Once again, file this one under “Probably won’t matter as much after we get into 9.x features”. In the meantime, this bit of trickiness can improve performance when using extracts.
While I couldn’t attend Pawel Terlecki’s presentation “Speedier Queries with the Tableau Query Cache” last week, one of the ideas really stuck with me.
By adding all columns (measures and dimensions) in your extract to the Level of Detail of a blank sheet and then filtering the viz to return a single row, you can force all columns of the extract to be loaded into RAM (even if you don’t need them).
Note that this isn’t Tableau caching warming per-se, it’s simply getting data on your disk into RAM early so that it can be accessed by Tableau more quickly when the time comes.
Tableau normally doesn’t want to do this, by the way – our goals is to let customers analyze as much data as they want regardless of how much RAM is on their box. We purposefully don’t load data until it is needed.

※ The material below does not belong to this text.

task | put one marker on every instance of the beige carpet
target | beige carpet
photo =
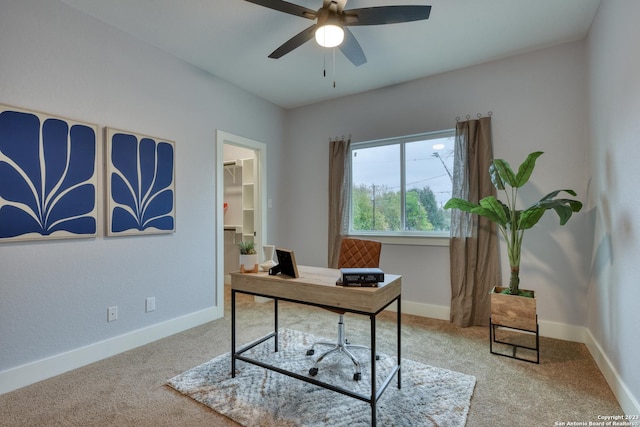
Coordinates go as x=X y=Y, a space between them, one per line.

However, there are times when forcing this behavior could be a good thing, assuming you have enough RAM.
Here’s a simple example:
- Using a 50M row Super Store extract (~ 1.2 GB, 25+ columns), I created a simple viz
- Said viz used 1 measure and 4 dimensions out of the 25+ columns in the extract
- I also created a “Load All Columns” (LOC) worksheet where ALL columns in the extract were added to Level of Detail and filtered by Order ID so that a single row was returned
- I then ran several tests using Performance Recorder to see how quickly my viz loaded based on whether or not I first touched the LOC sheet before running the viz
- Between each test I bounced my machine to clear my RAM out entirely
I saw a 25%+ increase in performance by running the LOC sheet before hitting the real viz. The same viz ran about 1 second faster if the extract was already pre-loaded in RAM:
You should be able to take this behavior and apply it to Server, which is where the fun really starts.
You’d run an “LOC” viz on the server now and then to make sure the extract is loaded into RAM. Then, any other report which utilizes the same data source would benefit from having it already resident in RAM when the time came to do work.
I suspect you really wouldn’t have to load ALL your columns in the LOC viz, either – only the columns which “cover” the fields used by the viz that you want to accelerate.
Someone try this and report back what you find? I bet you’ll see more of a difference when your extract is larger and/or the viz you execute uses more fields than the 5 in my little test.